As duas faces da água líquida

A água é única. É uma das únicas substâncias que pode existir na natureza como sólido, líquido e gasoso ao mesmo tempo em condições ambientais (pense no gelo sólido sobre um lago, que é líquido por baixo enquanto as nuvens de tempestade flutuam por cima). É também uma das únicas substâncias cuja forma sólida é menos densa do que a líquida – é por isso que o gelo flutua.
Agora, cientistas da Universidade da Califórnia em San Diego descobriram uma descoberta fundamental para outra propriedade única: a alta pressão e baixa temperatura, a água líquida separa-se em duas fases líquidas distintas – uma de alta densidade e outra de baixa densidade. O seu trabalho foi publicado na revista Nature Physics.
Francesco Paesani, Professor de Química e Bioquímica da UC San Diego, trabalha na intersecção da química, da física e da informática para construir modelos baseados nos fundamentos da física que possam resolver problemas na química. Ao utilizar técnicas de aprendizagem automática e algoritmos da informática, o seu grupo consegue criar modelos moleculares realistas que correspondem ao que se pode medir experimentalmente.
“O nosso modelo de água é tão realista que quase se pode beber”, afirma Paesani.
A maioria dos líquidos é homogénea – tudo flui em conjunto e não é possível distinguir uma molécula líquida da outra. De facto, é o que acontece com a água.

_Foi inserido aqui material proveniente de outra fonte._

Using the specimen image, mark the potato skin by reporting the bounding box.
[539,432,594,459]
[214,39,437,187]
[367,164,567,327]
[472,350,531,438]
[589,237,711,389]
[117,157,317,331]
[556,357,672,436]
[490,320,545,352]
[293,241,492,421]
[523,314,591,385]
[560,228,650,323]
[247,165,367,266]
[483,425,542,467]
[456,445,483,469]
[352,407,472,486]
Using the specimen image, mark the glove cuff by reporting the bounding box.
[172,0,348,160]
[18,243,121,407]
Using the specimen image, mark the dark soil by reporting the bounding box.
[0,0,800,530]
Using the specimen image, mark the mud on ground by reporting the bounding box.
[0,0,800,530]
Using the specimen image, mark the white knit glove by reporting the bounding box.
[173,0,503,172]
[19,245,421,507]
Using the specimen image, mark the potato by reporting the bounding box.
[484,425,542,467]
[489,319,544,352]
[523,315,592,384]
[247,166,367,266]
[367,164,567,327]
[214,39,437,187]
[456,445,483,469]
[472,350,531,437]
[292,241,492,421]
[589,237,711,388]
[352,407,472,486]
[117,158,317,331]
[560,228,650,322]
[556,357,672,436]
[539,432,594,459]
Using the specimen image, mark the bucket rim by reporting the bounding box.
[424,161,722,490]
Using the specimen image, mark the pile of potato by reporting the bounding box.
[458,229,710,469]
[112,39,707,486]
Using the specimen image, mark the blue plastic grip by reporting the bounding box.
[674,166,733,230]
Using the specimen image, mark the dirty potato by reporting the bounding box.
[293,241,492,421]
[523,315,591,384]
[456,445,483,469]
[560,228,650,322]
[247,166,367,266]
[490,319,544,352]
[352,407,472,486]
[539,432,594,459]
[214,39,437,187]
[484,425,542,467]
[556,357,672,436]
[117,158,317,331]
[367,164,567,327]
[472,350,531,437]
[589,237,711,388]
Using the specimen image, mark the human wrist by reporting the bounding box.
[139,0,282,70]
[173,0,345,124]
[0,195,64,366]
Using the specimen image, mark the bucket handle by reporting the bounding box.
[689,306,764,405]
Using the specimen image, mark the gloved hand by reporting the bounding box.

No entanto, em 1992, os investigadores teorizaram que, a uma determinada temperatura e pressão, a água líquida atingiria um ponto crítico em que deixaria de ser homogénea.
A equipa de Paesani realizou simulações que revelaram o ponto crítico em que a temperatura é suficientemente baixa (198 Kelvin ou -103 Fahrenheit) e a pressão é suficientemente elevada (1250 atmosferas) para que a água se separe espontaneamente em líquidos de alta e baixa densidade.

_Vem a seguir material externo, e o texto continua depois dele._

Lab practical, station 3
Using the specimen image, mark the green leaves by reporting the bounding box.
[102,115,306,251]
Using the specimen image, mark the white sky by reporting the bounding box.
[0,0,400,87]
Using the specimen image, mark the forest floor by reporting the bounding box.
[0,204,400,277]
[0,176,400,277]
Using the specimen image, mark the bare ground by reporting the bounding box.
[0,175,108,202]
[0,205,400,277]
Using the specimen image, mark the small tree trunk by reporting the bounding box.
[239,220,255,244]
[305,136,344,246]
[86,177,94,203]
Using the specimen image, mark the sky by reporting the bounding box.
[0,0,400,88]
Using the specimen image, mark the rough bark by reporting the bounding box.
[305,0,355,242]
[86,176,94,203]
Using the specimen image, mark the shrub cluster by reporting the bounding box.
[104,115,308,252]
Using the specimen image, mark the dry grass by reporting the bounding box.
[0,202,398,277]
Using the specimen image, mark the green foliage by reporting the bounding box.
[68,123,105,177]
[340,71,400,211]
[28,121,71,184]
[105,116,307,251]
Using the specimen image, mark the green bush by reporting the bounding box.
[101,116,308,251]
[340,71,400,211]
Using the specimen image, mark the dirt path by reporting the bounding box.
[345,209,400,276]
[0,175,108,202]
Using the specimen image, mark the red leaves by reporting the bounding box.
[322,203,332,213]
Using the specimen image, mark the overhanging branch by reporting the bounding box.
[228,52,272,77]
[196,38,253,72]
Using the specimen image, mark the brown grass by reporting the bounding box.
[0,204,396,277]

Neste ponto crítico, a água exibe oscilações selvagens entre as fases de alta e baixa densidade. Abaixo desta pressão, a água regressa à sua fase de baixa densidade; acima desta, passa totalmente para a fase de alta densidade. Trata-se de um fenómeno inesperado que se desenrola a nível molecular.

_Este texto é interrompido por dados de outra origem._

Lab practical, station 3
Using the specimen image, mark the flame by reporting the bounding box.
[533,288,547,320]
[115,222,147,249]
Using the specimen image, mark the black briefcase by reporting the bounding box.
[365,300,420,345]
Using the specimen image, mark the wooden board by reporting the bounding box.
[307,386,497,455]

Potenciais de muitos corpos baseados em dados
A simulação de 1992 era grosseira. Desde então, os investigadores têm tentado criar experimentalmente esta separação espontânea, mas sem sucesso. Ao longo das últimas três décadas, os avanços na modelação computacional tornaram possíveis simulações mais detalhadas e precisas – em particular, o advento dos potenciais de muitos corpos orientados por dados, em que o grupo de Paesani se especializou.
O modelo de muitos corpos da água orientado por dados (MB-pol) desenvolvido pelo grupo Paesani baseia-se em cálculos de mecânica quântica de alto nível (orientado por dados) e, em vez de calcular a energia de todo um sistema de uma só vez, desconstrói a energia em termos de contribuições individuais (muitos corpos). Estas energias de referência são introduzidas num modelo de aprendizagem automática que é então capaz de fornecer simulações realistas da água em todo o diagrama de fases.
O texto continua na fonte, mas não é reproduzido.